10. A fundamentação das decisões judiciais é um dever constitucionalmente consagrado e está previsto no art. 205º, n.º 1 da CRP, sendo que nos termos dos arts. 154º e 607º, n.º 3 do CPC, as decisões têm sempre de ser fundamentadas, com a indicação dos factos julgados provados e não provados. Ou seja, ao julgador, que é livre na apreciação da prova, impõe-se que use tal liberdade de forma cuidadosa, socorrendo-se ainda dos seus conhecimentos científicos e dos que resultam das regras de experiência da vida e que exteriorize o cuidado que teve e os conhecimentos que utilizou na valoração da prova produzida, designadamente a testemunhal, que há-de ser compatibilizada com os demais elementos probatórios que se tenham produzido.

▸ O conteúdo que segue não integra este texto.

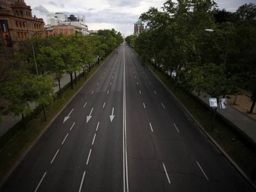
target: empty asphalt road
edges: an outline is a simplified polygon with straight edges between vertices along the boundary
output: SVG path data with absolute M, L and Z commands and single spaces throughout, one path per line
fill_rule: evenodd
M 122 44 L 1 191 L 254 191 Z

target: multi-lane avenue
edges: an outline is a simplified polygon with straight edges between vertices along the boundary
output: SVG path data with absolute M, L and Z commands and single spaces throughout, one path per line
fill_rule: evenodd
M 126 44 L 1 191 L 254 191 Z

11. Nos presentes autos, da análise da decisão final, não resulta que esta tenha avaliado correctamente o julgamento de facto que foi feito, assim como, descurou da análise crítica da prova, que se impunha minuciosa e plena, para além de não ter especificado, de forma totalmente clara, congruente e cabal os fundamentos que foram decisivos para a sua convicção face aos factos alegados e cuja prova se pretendia fazer. No fundo, a decisão do TAC de Lisboa esqueceu em absoluto de fazer a análise dos depoimentos prestados, em termos de idoneidade, credibilidade, isenção, imparcialidade.
12. A decisão de que ora se reclama é, portanto, nula, por manifesta violação do disposto na alínea b), do n.º 1 do art. 668° do CPC, porquanto deixou o Tribunal de se pronunciar sobre os fundamentos de facto que sustentaram a sua decisão, vício que, desde já, se invoca para todos os legais efeitos.
13. Em sede de Contestação, a Requerida invocou múltiplas questões perante o Tribunal Administrativo de Círculo de Lisboa, que se pretendiam, pois claro, apreciadas e decididas, sendo certo que não está dispensado o Tribunal de avaliar e ponderar cada um dos argumentos apresentados pela Requerida e de sobre si impender o dever de se posicionar sobre cada um dos fundamentos suscitados.
14. O regime jurídico aplicável ao caso em apreço (regulado pela Lei da Nacionalidade e pelo Regulamento da Nacionalidade Portuguesa), permite que seja deferida a atribuição de nacionalidade portuguesa por diversas vias, nomeadamente por efeito de vontade ou por naturalização, impondo-se, neste último caso, que estejam preenchidos os requisitos previstos no art. 6.º, n.º 1 da Lei da Nacionalidade.
15. Consta do processo administrativo, que a Requerida preenche três dos requisitos supra referidos (al. a), c) e d)), sendo que quanto ao segundo, vertido na al. b) do art. 6°da Lei da Nacionalidade e por se não encontrar preenchido, o nº 4 do mesmo artigo possibilita que seja suprido por outra via.
16. A Requerida nasceu em 8 de Julho de 1959 em Sorocaba, São Paulo, Brasil, e é filha de Francisco ……………… e Naír ………, o primeiro natural de Sorocaba e a segunda de Cesario Lange, ambos de nacionalidade brasileira (cfr. facto provado 1).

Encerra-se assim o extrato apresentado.